5) Achieving work-life balance is challenging: 79% of respondents said that work-life balance is a very important aspect of their job, but only half of respondents (50%) felt that they had adequate balance today.
6) SMBs are making progress to have sustainable practices, with 73% of respondents saying their organisations are increasingly becoming paperless.
“Globalisation and technology innovations have brought the world closer and have fundamentally changed the way people live and work,” said Valerie Beaulieu [corrected], general manager, Small & Midmarket Solutions and Partners Group, Microsoft Asia Pacific.
“SMBs make up over 90% of business in Asia and contribute significantly to economic growth. We commissioned this study to understand how work and life has changed for employees in Asia Pacific and to determine how well supported they are in enabling them to succeed.
“While technology plays a key role to enable work from anywhere scenarios and higher productivity, there are other aspects such as organisational culture, policies, infrastructure, enabling collaboration or ability to break down barriers to innovation which are becoming increasingly important for an organisation to be competitive,” she added.
Emerging markets to leapfrog mature markets
The New World of Work Index also found that:
- Employees in emerging markets feel they are better supported for a new world of work, and are open to using productivity tools to work better and smarter. They also clearly bring their own devices and services to the workplace to help them become more connected and productive. This was further reinforced by the insight that majority of respondents in these markets are using four or five productivity services today.
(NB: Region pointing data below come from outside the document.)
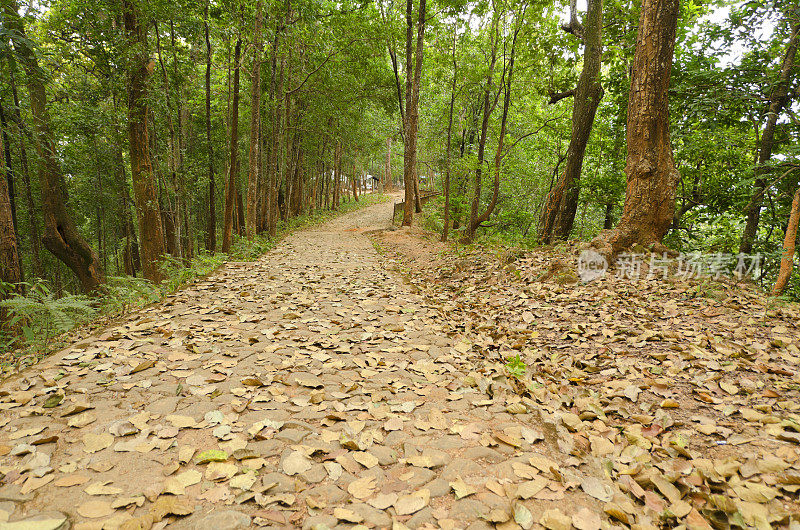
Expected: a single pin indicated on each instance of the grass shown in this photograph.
(39, 322)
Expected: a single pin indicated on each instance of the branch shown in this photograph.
(315, 70)
(555, 97)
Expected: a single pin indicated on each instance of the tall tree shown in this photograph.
(778, 98)
(254, 167)
(488, 107)
(140, 67)
(61, 236)
(211, 219)
(412, 102)
(233, 164)
(561, 204)
(789, 241)
(10, 270)
(448, 146)
(650, 168)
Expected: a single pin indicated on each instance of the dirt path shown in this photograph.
(328, 385)
(318, 388)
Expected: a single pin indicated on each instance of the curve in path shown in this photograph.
(329, 385)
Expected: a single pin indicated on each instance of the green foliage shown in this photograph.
(516, 367)
(179, 273)
(41, 315)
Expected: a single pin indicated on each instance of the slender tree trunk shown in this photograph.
(33, 221)
(10, 270)
(11, 189)
(233, 165)
(61, 236)
(650, 168)
(276, 150)
(337, 174)
(355, 183)
(254, 170)
(211, 221)
(239, 226)
(778, 99)
(169, 219)
(472, 225)
(447, 161)
(151, 232)
(412, 103)
(789, 240)
(388, 183)
(558, 213)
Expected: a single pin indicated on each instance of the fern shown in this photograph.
(41, 316)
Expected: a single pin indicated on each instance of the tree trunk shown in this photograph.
(151, 233)
(412, 104)
(254, 170)
(558, 213)
(169, 211)
(233, 165)
(472, 225)
(211, 221)
(38, 271)
(61, 236)
(789, 240)
(650, 168)
(277, 142)
(447, 165)
(10, 270)
(778, 98)
(337, 174)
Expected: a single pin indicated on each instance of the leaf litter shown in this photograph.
(340, 390)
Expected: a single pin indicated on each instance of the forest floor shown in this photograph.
(356, 375)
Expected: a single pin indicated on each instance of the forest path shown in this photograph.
(329, 385)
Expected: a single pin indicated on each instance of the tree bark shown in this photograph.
(211, 221)
(254, 169)
(38, 271)
(789, 241)
(337, 174)
(558, 213)
(233, 165)
(61, 236)
(169, 211)
(412, 103)
(151, 234)
(779, 97)
(10, 270)
(472, 225)
(448, 150)
(650, 168)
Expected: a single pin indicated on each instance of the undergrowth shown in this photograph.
(38, 320)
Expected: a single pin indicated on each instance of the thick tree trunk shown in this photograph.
(10, 270)
(170, 217)
(211, 220)
(412, 104)
(558, 213)
(778, 99)
(254, 169)
(233, 164)
(650, 168)
(61, 236)
(789, 241)
(151, 234)
(33, 221)
(472, 225)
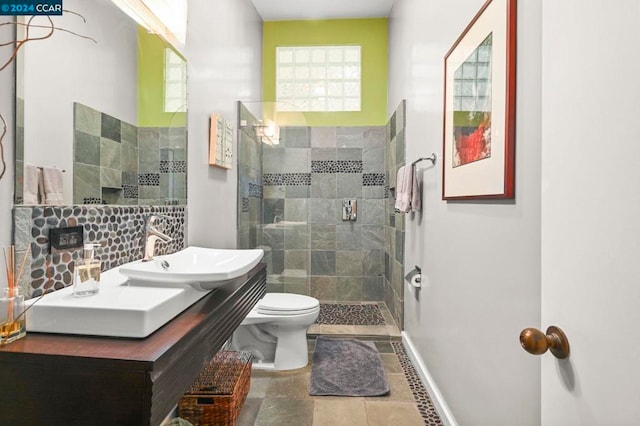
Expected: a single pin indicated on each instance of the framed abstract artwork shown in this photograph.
(479, 107)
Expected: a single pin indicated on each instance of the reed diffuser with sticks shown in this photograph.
(13, 324)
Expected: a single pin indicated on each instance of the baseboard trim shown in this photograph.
(438, 401)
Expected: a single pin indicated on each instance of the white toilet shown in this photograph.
(275, 331)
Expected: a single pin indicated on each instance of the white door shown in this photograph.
(591, 210)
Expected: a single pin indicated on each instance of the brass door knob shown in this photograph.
(536, 342)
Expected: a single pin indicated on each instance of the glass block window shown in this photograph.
(175, 82)
(472, 80)
(318, 78)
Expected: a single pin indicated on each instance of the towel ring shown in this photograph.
(433, 157)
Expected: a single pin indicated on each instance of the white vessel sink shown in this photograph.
(205, 268)
(118, 310)
(137, 298)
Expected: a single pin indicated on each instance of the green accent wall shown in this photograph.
(370, 34)
(151, 83)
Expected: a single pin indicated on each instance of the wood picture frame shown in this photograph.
(479, 107)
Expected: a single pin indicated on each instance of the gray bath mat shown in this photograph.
(347, 367)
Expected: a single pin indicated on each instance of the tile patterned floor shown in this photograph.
(282, 398)
(350, 314)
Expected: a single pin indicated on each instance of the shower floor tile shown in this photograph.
(282, 398)
(350, 314)
(354, 320)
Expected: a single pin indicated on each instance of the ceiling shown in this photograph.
(277, 10)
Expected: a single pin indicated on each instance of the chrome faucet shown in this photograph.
(151, 235)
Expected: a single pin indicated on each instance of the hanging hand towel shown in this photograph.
(52, 178)
(415, 190)
(30, 184)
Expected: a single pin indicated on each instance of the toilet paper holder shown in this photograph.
(414, 277)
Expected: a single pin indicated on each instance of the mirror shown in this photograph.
(105, 102)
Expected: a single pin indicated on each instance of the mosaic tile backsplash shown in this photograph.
(118, 229)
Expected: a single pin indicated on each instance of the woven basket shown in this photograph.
(217, 395)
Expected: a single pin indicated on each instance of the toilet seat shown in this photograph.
(286, 304)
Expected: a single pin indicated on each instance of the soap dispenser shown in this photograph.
(86, 277)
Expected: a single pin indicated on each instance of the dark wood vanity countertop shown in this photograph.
(53, 379)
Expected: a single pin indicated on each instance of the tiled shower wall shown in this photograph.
(118, 163)
(310, 249)
(249, 183)
(394, 223)
(118, 229)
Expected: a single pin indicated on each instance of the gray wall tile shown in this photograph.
(323, 137)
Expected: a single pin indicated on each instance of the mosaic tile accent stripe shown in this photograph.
(373, 179)
(167, 166)
(336, 166)
(323, 166)
(423, 400)
(149, 179)
(255, 190)
(92, 200)
(118, 229)
(290, 179)
(350, 314)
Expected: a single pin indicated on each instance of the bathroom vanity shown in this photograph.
(53, 379)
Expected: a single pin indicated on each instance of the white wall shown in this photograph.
(6, 109)
(224, 45)
(481, 260)
(65, 68)
(590, 210)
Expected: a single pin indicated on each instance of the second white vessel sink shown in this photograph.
(206, 268)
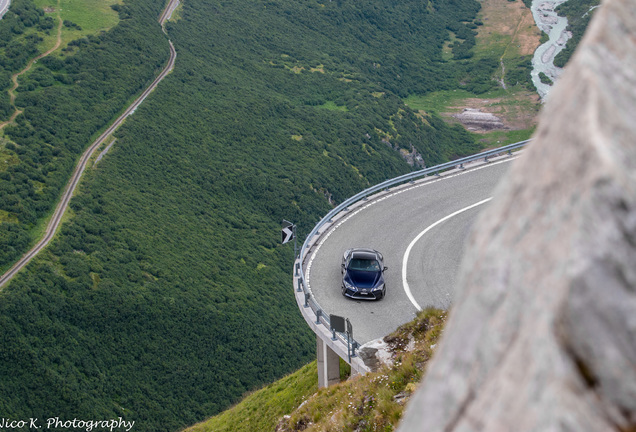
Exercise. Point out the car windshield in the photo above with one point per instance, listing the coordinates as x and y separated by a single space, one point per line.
364 265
- Employees in mature markets live in a world where advanced productivity tools are more readily available, but they do not harness online productivity tools as much as their counterparts in emerging markets. They may also be impeded by stricter policies or legacy processes and systems at the workplace.
- 52% of respondents in Asia Pacific use at least four to five online services to enable their work needs (email, social, collaboration, virtual meetings, and cloud-based file sharing services). In the new digital world, employees in emerging markets will leapfrog those in mature markets in becoming workers of the future.
- When ranked, the top 5 online services being used by employees in SMBs for work are: Email (89%); social tools (66%); file-sharing services (62%); document collaboration tools (61%); and virtual meeting tools (56%).
The benefits
When companies, especially SMBs, adopt the New World of Work principles, they are able to gain new business insights, realise greater operational efficiency, communicate and collaborate real time – all while reducing the impact on the environment, Microsoft argued.
In fact, the New World of Work presents four clear benefits for SMBs today: A more productive workforce, a more collaborative workforce, a more innovative workforce and a happier workplace, the company claimed.
The top three benefits cited by employees are:
2) To share ideas, documents and information with colleagues instantly (51.9%)
3) To be more responsive to customers (47.05%)
Nearly half (48%) of respondents still do not have access to the breadth of tools in their workplace to be collaborative, break down barriers between organisations and distances, as well as to share ideas easily.
With productivity and talent retention being a key concern form SMBs in Asia Pacific, companies can no longer afford to ignore the needs of their employees to provide enhanced productivity as well as better work life integration in the New World of Work, Microsoft said.